Doug Piranha's contribution has a wider significance as a human
rights issue: should conflict be settled by violent psychological
assaults of a grossly humiliating or totally destructive nature?

I would be interested to hear more about the politics of penetration.
As is well known from research studies, rape is often little to do with
sexual enjoyment and more to do with exercising massive overwhelming power.
In that sense I think it is analagous to personal assaults that are
most commonly committed by young men on men.

The common thread is the massive overwhelming invasion and violation of
the person's psychological body space.

Such imagery has been used on the list, and it is part of a still wider
problem. The need to ridicule, rubbish or destroy other points of view.
People who do this must it seems to me, in turn find the very presence
of the other point of view massively intrusive, intolerable, and
destructive so that extreme violent counter-attack is felt to be
totally justified.

I think one of the lessons of the fall of the 20th century models of
institutionalised socialism, is indeed that there is a continuum between
the personal and the political which sometimes interacts in complex
dialectical ways. We cannot be working for a society that handles
contradictions well among the great majority of people if we do not
handle contradictions well among ourselves.

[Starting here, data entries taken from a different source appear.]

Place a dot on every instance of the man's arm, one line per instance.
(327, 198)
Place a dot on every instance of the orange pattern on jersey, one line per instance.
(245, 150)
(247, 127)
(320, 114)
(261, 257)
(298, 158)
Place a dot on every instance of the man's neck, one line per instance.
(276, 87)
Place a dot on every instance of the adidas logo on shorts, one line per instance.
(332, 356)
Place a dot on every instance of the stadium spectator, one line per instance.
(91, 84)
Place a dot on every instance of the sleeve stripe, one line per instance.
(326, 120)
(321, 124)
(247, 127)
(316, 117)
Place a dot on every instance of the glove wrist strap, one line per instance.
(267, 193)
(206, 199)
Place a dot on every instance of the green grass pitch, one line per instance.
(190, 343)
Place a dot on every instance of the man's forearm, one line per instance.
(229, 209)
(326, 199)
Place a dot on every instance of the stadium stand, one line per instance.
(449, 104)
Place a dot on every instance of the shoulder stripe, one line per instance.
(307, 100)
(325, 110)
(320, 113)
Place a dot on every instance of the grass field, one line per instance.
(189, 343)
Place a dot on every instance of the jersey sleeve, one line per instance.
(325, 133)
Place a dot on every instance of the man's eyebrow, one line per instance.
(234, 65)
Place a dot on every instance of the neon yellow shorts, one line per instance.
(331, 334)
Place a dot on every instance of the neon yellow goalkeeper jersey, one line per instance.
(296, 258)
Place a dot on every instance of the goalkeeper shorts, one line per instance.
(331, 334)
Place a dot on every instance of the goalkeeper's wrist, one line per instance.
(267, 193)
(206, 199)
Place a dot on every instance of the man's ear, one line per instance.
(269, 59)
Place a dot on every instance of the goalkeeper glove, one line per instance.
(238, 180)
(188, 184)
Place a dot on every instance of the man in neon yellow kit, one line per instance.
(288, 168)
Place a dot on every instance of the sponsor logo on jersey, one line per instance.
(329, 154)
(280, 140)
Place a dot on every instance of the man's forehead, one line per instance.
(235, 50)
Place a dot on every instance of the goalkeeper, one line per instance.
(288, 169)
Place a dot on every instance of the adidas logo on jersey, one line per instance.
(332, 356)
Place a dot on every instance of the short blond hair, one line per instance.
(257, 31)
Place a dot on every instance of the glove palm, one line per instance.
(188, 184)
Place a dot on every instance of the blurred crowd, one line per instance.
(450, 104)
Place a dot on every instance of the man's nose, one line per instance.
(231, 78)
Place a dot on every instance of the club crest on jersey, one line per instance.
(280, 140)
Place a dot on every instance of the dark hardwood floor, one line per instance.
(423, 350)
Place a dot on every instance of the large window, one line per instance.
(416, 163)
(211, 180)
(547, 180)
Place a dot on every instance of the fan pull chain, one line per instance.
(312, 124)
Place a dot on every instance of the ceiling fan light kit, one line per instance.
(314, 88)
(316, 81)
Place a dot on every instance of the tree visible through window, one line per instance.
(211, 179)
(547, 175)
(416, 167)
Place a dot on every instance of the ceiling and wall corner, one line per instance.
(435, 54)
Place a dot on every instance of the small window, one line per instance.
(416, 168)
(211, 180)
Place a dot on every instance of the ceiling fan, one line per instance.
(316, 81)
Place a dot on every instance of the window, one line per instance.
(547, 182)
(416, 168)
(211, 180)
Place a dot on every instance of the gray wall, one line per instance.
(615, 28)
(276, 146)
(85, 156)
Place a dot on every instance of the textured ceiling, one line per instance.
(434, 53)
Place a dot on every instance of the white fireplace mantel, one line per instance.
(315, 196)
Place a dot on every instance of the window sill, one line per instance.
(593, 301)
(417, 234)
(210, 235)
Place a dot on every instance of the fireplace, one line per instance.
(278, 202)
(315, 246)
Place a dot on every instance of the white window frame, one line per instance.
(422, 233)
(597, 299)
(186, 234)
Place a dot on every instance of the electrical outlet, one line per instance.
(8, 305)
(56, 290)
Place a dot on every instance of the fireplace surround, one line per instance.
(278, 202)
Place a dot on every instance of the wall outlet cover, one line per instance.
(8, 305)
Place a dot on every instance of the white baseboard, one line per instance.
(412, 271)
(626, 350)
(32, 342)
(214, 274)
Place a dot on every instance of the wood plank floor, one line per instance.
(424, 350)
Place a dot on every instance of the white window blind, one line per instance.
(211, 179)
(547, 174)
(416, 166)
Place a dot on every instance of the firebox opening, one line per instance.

That includes facing up to the hard fact of contradictions: being on
this list means meeting people who are all different to you,
sometimes a forceful disturbing disagreement, about a core principle of
socialism or marxism, on which your last remaining sense of political
sanity seems to hang. Sometimes a disagreement to your surprise, with
someone with whom you thought you had a lot in common. That can be more
disturbing but also richer in its potentialities.